The biggest problem here (alongside some bad calls on releases) seems to be transparency. The program got almost no attention when it was approved in the Oregon Legislature, and the man in whose department it is operated, Max Williams, is the former legislator who championed it. That may have led to an internal cultural problem: This is our program, we started it, we know how to operate it. That shut-down attitude - reporters have had to deal with persistent blocks in their requests for state information and documents on this program - apparently has led to denials, maybe including self-denial, that problems with the program are significant.

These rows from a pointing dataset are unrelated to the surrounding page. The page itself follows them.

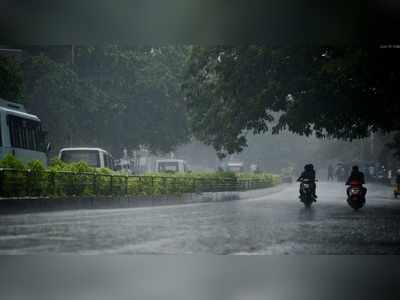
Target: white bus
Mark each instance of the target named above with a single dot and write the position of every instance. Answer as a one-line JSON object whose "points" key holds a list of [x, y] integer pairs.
{"points": [[94, 157], [171, 165], [21, 133]]}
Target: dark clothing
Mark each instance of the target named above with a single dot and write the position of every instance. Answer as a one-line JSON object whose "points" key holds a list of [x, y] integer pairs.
{"points": [[310, 175], [356, 176]]}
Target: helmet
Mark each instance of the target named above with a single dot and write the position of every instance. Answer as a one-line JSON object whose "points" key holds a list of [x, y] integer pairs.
{"points": [[309, 167]]}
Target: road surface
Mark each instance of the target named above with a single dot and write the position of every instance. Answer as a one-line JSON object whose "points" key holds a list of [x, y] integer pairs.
{"points": [[273, 224]]}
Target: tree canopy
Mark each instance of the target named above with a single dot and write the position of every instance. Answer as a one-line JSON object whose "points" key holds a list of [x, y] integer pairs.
{"points": [[341, 92], [108, 96]]}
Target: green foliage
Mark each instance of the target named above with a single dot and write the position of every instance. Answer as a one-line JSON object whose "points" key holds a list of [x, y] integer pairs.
{"points": [[9, 161], [78, 179], [134, 91], [341, 92]]}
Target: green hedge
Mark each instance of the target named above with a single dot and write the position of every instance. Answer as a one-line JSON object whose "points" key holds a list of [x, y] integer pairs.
{"points": [[78, 179]]}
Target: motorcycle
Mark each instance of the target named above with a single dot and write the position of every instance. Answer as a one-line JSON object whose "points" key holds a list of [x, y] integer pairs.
{"points": [[306, 192], [355, 195]]}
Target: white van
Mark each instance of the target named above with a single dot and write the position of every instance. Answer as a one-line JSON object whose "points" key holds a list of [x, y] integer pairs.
{"points": [[21, 133], [235, 167], [94, 157], [171, 165]]}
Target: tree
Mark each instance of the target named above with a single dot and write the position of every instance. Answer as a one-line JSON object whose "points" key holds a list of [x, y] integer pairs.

We're not talking about an epidemic of bad early releases, but we are talking about considerably more than the odd fluke or two, and some of those people reoffend as soon as they're able. This could have a bearing on the governor's race, since Governor Ted Kulongoski (a lawyer, a former attorney general and a former Supreme Court justice) is involved in this, in a mixed way - partly defending the program and partly acknowledging some need for fixes.

All of which is mentioned here in part because it isn't (yet) visible many other places. This story was broken by the McMinnville News-Register, not one of the larger papers in the state; nevertheless, it threw in the resources to do a thorough job in its Thursday edition and will continue with another by Saturday.

By that time, it may not be publishing on this subject alone. Look for more on this in coming days.